Members of the Ultrafast Nano-optics Momentum research group, led by Péter Dombi at the ELKH Wigner Research Centre for Physics, are conducting experiments with femtosecond laser pulses in the modern laser laboratories of the Wigner Centre. Flashes of light (laser pulses) lasting up to a quadrillionth (one millionth of one billionth) of a second make it possible to study many interesting basic physical phenomena and can also be used in sensory and information technology applications. The research team has recently developed a completely new method for determining the electric field of laser light on a scale below the nanometer range in the vicinity of various nanostructures.
When light falls on nanostructure materials, the electric field can become so dense that its strength can increase up to several hundred times. With this method, novel light-matter interactions can be studied, and researchers can achieve external field strength that is comparable to that within atoms. In the laboratories of the UltraFast Nano-optics Research Group at the Wigner Centre equipped with modern lasers, researchers use nanoptic methods to study highly nonlinear phenomena, among other things.
The photos were taken by ELKH’s photographer, Márton Kovács.

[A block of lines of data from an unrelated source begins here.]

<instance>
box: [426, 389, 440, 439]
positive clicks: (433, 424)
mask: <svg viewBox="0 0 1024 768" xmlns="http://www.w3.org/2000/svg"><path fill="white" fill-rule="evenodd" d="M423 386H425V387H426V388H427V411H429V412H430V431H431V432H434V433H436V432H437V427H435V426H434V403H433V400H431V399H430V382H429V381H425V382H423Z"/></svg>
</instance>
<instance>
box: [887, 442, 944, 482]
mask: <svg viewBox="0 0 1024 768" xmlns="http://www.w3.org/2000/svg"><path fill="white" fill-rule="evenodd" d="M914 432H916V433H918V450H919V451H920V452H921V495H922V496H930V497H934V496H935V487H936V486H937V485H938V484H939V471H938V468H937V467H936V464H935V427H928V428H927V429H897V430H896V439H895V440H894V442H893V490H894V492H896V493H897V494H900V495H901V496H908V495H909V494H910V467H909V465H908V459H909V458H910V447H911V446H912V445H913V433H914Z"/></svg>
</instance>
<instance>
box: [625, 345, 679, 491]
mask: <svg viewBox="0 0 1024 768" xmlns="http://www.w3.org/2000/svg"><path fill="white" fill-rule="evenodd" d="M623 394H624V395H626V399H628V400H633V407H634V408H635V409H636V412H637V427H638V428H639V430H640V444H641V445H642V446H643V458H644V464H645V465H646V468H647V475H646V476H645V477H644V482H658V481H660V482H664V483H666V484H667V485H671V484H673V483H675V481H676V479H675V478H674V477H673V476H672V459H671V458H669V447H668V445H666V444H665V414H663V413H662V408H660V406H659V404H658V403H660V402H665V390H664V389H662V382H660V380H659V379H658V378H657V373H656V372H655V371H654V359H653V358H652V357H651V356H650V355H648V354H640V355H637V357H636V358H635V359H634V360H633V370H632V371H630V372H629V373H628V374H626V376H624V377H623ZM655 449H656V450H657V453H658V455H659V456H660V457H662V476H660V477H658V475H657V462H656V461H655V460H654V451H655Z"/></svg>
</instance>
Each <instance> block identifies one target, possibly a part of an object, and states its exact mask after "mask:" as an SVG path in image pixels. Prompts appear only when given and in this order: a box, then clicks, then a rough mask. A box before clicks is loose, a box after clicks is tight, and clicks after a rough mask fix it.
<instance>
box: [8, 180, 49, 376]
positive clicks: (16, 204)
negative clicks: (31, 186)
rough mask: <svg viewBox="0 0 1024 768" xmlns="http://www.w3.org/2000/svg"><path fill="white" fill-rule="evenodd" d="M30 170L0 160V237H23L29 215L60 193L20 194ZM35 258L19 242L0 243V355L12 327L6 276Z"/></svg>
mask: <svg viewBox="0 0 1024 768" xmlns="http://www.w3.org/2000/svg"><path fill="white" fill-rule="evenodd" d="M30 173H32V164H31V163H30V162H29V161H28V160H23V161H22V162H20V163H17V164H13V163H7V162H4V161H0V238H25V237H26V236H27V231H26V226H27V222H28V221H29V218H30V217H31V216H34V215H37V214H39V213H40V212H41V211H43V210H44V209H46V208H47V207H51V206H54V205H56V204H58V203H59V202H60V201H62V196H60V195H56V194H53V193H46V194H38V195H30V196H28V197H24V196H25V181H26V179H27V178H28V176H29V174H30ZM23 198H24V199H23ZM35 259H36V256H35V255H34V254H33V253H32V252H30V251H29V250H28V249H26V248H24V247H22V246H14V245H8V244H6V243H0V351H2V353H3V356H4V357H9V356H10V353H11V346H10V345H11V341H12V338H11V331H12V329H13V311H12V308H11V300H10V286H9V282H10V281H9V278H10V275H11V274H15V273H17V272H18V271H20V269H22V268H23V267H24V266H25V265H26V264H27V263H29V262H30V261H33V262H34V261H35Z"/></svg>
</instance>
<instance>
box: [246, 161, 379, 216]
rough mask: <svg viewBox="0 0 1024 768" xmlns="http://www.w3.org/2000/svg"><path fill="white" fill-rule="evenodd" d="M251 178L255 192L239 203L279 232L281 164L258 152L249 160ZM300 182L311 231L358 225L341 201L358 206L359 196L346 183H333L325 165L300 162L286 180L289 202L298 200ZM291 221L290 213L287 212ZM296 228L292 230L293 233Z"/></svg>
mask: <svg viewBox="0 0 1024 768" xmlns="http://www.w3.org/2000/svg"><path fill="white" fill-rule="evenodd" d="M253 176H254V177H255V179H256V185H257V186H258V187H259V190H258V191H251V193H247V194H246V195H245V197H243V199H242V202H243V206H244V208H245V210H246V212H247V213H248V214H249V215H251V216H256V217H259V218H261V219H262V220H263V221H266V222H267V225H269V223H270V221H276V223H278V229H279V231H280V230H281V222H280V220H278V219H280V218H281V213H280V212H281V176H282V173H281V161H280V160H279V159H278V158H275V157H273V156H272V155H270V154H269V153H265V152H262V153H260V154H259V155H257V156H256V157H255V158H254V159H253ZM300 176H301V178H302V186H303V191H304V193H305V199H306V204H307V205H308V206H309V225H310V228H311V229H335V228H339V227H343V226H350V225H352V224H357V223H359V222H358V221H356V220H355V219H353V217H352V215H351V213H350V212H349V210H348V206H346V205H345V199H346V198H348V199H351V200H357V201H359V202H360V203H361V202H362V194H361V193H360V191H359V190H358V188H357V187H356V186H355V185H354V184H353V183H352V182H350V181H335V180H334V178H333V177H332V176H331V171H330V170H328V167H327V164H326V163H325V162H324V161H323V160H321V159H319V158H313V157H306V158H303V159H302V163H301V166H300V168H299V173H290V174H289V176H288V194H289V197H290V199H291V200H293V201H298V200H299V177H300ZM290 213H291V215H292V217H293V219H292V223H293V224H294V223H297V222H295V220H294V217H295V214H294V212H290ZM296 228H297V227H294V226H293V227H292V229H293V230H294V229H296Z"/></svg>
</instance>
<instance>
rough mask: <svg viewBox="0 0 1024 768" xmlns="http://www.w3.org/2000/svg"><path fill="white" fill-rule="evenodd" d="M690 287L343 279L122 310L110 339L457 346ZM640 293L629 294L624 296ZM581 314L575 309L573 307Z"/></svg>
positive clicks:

Nonlinear nanoptic interactions have produced important applications in recent years, for example in the development of ultrafast electron microscopy methods, and pay pave the way to ultrahigh-frequency optical transistors. The Wigner Centre’s Ultrafast Nano-optics Research Group published a comprehensive article on this rapidly evolving field of research with German co-authors in the world’s number one physics “review” journal, Reviews of Modern Physics. The authors from the Wigner Centre are Péter Dombi and Zsuzsanna Pápa.